I don’t know if I can blame pinterest or some of the blogs that I read, but for a while I have wanted to get Will a teepee. There was one in particular I’ve seen on Etsy, but the $180 price tag was a little steep for something I wasn’t sure if he’d like or not. So, I thought I’d put my novice sewing skills to the test and make him one. (By the way, when I say “novice sewing skills” I am not being humble, rather I’m being optimistic. I just found out a few days ago I’ve been threading my machine wrong since my mom gave it to me… 13 years ago. But I digress).
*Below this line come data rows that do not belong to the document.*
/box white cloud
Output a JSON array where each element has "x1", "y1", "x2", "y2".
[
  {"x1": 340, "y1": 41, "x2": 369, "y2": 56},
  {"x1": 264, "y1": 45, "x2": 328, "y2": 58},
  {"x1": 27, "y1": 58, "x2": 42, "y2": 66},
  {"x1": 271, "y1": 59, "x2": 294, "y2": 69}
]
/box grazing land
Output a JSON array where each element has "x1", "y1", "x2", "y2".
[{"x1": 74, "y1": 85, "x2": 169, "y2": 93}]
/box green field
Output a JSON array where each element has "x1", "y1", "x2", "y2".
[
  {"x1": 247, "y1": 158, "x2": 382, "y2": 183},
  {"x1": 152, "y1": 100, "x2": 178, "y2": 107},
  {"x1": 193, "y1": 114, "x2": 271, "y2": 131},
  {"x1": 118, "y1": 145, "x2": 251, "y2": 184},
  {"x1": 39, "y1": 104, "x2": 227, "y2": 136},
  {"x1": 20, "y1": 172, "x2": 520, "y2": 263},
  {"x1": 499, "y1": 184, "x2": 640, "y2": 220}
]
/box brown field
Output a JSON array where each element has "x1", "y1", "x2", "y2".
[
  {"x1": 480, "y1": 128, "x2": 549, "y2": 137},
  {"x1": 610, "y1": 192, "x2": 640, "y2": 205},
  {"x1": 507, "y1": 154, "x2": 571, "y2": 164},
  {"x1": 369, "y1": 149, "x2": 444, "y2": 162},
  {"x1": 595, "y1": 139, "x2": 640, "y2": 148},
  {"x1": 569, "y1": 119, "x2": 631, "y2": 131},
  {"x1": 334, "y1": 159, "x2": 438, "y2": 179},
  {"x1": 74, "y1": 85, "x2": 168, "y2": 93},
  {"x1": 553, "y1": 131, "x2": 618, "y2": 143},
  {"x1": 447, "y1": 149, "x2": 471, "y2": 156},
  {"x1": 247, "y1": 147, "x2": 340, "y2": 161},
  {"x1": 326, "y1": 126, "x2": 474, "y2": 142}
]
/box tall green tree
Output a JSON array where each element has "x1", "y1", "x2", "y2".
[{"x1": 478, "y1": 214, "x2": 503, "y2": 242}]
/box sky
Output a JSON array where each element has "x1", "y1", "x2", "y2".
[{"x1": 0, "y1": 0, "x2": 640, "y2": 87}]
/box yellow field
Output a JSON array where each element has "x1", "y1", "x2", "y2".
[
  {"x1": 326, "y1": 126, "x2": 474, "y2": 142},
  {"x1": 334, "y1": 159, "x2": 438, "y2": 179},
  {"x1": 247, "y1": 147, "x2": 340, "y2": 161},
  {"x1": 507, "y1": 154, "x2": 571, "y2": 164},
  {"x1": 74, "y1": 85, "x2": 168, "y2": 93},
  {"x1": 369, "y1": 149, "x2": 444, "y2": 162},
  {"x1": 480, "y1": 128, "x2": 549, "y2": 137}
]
I looked at a few tutorials I found online that had measurements that made for a good starting point, but I wanted the teepee to look more like this one. I preferred the ones that had four sides and would be easy to collapse, since we don’t have a huge space to store it or to keep it up all the time. I made many mistakes and my estimated two evening project took four or five evenings, but I LOVE the result. Plus the mistakes kind of look intentional (specifically, the added 12 inches to the bottom of the teepee).
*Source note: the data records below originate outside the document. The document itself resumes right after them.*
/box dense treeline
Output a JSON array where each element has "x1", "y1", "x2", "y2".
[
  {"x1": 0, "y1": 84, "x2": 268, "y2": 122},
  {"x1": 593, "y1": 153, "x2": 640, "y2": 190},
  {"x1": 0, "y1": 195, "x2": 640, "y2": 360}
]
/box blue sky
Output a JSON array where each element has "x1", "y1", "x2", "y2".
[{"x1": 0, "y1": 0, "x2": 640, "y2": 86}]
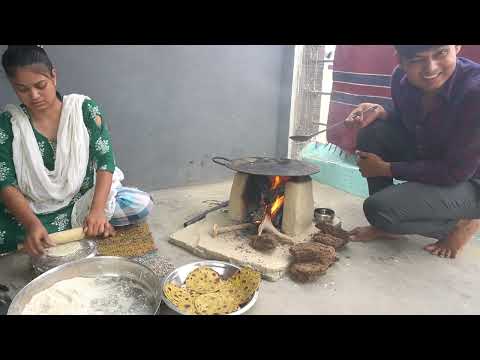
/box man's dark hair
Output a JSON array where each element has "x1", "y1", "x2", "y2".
[
  {"x1": 393, "y1": 45, "x2": 442, "y2": 59},
  {"x1": 2, "y1": 45, "x2": 53, "y2": 78}
]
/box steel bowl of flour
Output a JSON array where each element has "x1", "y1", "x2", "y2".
[{"x1": 7, "y1": 256, "x2": 162, "y2": 315}]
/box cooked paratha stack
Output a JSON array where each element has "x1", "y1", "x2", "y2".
[{"x1": 163, "y1": 266, "x2": 261, "y2": 315}]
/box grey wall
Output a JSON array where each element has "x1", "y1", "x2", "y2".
[{"x1": 0, "y1": 45, "x2": 294, "y2": 190}]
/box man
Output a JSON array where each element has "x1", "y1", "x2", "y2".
[{"x1": 346, "y1": 45, "x2": 480, "y2": 258}]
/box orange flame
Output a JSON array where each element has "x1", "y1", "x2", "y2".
[
  {"x1": 270, "y1": 195, "x2": 285, "y2": 218},
  {"x1": 271, "y1": 176, "x2": 282, "y2": 190}
]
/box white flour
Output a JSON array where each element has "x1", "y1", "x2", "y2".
[{"x1": 22, "y1": 277, "x2": 151, "y2": 315}]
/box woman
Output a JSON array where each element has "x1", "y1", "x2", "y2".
[{"x1": 0, "y1": 46, "x2": 152, "y2": 256}]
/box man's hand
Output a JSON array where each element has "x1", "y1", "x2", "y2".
[
  {"x1": 24, "y1": 222, "x2": 55, "y2": 256},
  {"x1": 83, "y1": 209, "x2": 115, "y2": 238},
  {"x1": 355, "y1": 150, "x2": 392, "y2": 178},
  {"x1": 345, "y1": 103, "x2": 387, "y2": 129}
]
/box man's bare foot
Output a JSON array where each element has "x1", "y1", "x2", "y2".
[
  {"x1": 423, "y1": 220, "x2": 480, "y2": 259},
  {"x1": 349, "y1": 226, "x2": 397, "y2": 241}
]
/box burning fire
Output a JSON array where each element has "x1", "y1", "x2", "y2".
[
  {"x1": 267, "y1": 176, "x2": 289, "y2": 219},
  {"x1": 270, "y1": 176, "x2": 282, "y2": 190},
  {"x1": 270, "y1": 195, "x2": 285, "y2": 218}
]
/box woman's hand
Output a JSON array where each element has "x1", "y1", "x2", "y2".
[
  {"x1": 83, "y1": 209, "x2": 115, "y2": 238},
  {"x1": 345, "y1": 103, "x2": 387, "y2": 129},
  {"x1": 24, "y1": 221, "x2": 55, "y2": 256}
]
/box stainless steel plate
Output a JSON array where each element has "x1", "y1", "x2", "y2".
[
  {"x1": 8, "y1": 256, "x2": 162, "y2": 315},
  {"x1": 162, "y1": 260, "x2": 258, "y2": 315}
]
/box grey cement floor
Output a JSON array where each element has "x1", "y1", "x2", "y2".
[{"x1": 0, "y1": 180, "x2": 480, "y2": 315}]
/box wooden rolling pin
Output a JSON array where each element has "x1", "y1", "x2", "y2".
[{"x1": 18, "y1": 228, "x2": 85, "y2": 250}]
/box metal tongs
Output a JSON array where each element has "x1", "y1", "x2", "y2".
[{"x1": 290, "y1": 105, "x2": 378, "y2": 142}]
I got the fabric at SR Harris, a discount fabric store in the Twin Cities. It’s huge and overwhelming, but I find it fun to sift through their stuff, especially if you have a lot of time on your hands. The fabric is 100% cotton and seems to be coated with something, although I don’t know what. I got a TON of fabric for $30. I believe it was 3 1/2 yards and super wide (120″ maybe?). This was helpful since I did make so many mistakes I was able to compensate with the large amount of fabric.
Grant critiqued my teepee for not being accurate since I added a “cottage window” but I think it’s cute!
I used PVC pipe and have plans to spray paint it to cover up the writing, but I’m having trouble picking a colour. We drilled holes into the top of the poles about 14″ from the top to thread the yarn through. Without the holes the tie had a tendency to slip down and cause the teepee to close. This way, it has no problems staying open, even with an almost-walker pulling himself up on the poles. The poles are 6′ long and were less than $2 each. I wanted wood poles, but they were hard to find in the length I wanted and were much more expensive.
Will isn’t quite sure what to do with the teepee yet. He likes it if we sit in there with him. The other day his friend Zoe (who is about 7 months older than Will) LOVED it. She ran in and out of the teepee and squealed with delight each time she emerged. When do kids start to enjoy hiding so much? I’m looking forward to that phase with Will.
The total for the project was less than $40, and that includes all the extra fabric, an extra PVC pipe (which we used to make his birthday sailboat) and the little caps that go on the bottom of the poles. If you know what you’re doing this project could be even cheaper!